The board of directors of Indus Towers is scheduled to meet on January 24, 2023 to consider and approve the audited financial results for the third quarter (Q3) and nine months ended on December 31, 2022.
In the past one month, the stock has declined 10 per cent as compared to a 1.4 per cent fall in the S&P BSE Sensex. Further, in the past one year, it has tanked 35 per cent as against a 1.4 per cent decline in the benchmark index.
Indus Towers is India’s leading provider of passive telecom infrastructure and it deploys, owns and manages telecom towers and communication structures for various mobile operators.
The company’s portfolio of over 187,000 telecom towers makes it one of the largest tower infrastructure providers in the country with presence in all 22 telecom circles. Indus Towers caters to all wireless telecommunication service providers in India.
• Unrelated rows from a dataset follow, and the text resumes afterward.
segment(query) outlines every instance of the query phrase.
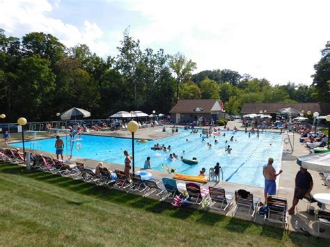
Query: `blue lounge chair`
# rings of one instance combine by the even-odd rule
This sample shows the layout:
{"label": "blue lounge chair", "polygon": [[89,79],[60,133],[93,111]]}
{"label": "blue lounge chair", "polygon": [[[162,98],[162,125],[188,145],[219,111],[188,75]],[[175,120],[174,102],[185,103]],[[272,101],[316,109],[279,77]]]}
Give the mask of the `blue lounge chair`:
{"label": "blue lounge chair", "polygon": [[167,192],[167,196],[166,198],[173,199],[175,195],[179,193],[175,180],[173,180],[173,178],[163,177],[162,180],[163,181],[164,186]]}

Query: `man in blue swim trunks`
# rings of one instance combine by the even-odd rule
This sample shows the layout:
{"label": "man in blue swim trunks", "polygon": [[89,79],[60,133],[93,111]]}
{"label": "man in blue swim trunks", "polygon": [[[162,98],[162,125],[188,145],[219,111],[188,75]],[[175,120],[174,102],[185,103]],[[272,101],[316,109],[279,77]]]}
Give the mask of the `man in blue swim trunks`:
{"label": "man in blue swim trunks", "polygon": [[278,173],[276,173],[275,168],[273,167],[273,158],[268,159],[268,164],[264,166],[262,170],[265,177],[265,205],[267,205],[268,195],[275,195],[276,193],[275,180],[276,177],[282,173],[282,170],[280,170]]}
For the second quarter (July to September) of FY23, Indus Towers saw a 44 per cent year-on-year (YoY) drop in net profit to Rs 872 crore. Revenue for the period grew 16 per cent on a YoY basis to Rs 7,967 crore but profit declined due to challenges in the recovery of dues from Vodafone Idea (VIL).
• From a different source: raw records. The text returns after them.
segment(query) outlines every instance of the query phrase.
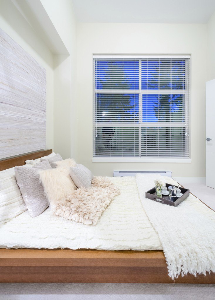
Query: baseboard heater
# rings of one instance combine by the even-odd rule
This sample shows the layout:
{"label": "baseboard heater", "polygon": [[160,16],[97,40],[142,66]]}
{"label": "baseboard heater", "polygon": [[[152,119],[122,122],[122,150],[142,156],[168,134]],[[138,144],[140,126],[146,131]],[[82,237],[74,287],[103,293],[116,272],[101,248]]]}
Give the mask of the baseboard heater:
{"label": "baseboard heater", "polygon": [[135,176],[137,174],[158,174],[162,176],[172,177],[170,171],[114,171],[114,176]]}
From an operational performance perspective, Indus Towers witnessed a healthy growth in addition of macro and leaner towers. During the quarter, the company registered a net addition of 1,452 macro towers and 1,746 corresponding co-locations.
Indus Towers had a difficult year with receivables from VIL, its second largest tenant, increasing. Indus Towers has already made a provision of Rs 3,000 crore receivables from VIL. This resulted in Indus Towers lowering its dividend payout.
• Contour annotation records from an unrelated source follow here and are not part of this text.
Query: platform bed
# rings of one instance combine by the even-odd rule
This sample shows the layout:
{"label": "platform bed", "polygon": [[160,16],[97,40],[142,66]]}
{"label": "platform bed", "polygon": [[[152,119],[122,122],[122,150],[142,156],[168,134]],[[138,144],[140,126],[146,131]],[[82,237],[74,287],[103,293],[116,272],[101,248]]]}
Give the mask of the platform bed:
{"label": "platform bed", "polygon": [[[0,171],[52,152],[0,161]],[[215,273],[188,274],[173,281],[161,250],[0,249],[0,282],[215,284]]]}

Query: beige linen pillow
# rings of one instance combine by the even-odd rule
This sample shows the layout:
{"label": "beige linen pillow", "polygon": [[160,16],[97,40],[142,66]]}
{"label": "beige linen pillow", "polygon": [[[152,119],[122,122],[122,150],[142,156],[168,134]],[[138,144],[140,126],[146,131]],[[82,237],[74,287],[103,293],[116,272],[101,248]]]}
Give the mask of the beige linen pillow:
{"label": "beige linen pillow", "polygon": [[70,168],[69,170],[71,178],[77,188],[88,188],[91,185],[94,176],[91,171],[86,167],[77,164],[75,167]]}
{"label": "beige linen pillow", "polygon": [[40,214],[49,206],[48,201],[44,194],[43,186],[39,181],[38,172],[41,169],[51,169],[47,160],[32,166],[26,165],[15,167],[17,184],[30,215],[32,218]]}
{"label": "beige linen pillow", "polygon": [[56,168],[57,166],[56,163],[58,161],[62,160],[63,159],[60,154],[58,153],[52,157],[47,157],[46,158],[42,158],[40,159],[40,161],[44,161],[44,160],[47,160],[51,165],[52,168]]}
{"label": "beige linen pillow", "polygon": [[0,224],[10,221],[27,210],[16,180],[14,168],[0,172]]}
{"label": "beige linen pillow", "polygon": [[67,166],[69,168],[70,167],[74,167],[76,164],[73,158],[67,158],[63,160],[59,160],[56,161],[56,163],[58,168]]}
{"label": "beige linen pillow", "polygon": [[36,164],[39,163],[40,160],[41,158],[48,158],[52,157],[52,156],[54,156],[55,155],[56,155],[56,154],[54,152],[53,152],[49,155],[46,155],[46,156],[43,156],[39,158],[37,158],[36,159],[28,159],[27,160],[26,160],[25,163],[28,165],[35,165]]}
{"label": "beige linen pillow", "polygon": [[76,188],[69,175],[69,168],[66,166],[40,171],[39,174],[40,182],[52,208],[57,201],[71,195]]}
Management said that VIL has presented a payment plan in which the company has agreed to clear its past dues by first half of 2023. However, it believes VIL’s ability to service its liabilities will depend on its ability to raise funds. The company has not yet succeeded in raising funds, said BNP Paribas in a telecom sector report.
The brokerage has a ‘hold’ rating on Indus Towers as it believes improvement in long term revenue visibility from VIL can result in further increase in earnings estimates as well as valuation multiple and is an upside risk to estimates. Further consolidation of the Indian telecom industry is a downside risk for Indus.
For Indus Towers, analysts at ICICI Securities bake in tower and net tenancy addition of 1500 and 2600, respectively in Q3FY23, with average sharing factor likely to remain stable at 1.80x. Tenancy addition will largely be led by Airtel 5G rollout.
“We expect rental revenues at Rs 4,316 crore, down 9.8 per cent QoQ but up 1.9 per cent on adjusted basis as Q2FY23 had one-time provision reversal benefit. Energy revenues are likely to be down 14.3 per cent QoQ at Rs 2,726 crore given the one-time benefit in Q2. Overall margins are expected at 51.4 per cent, up 70 QoQ, on adjusted basis,” they said in a Q3FY23 preview report.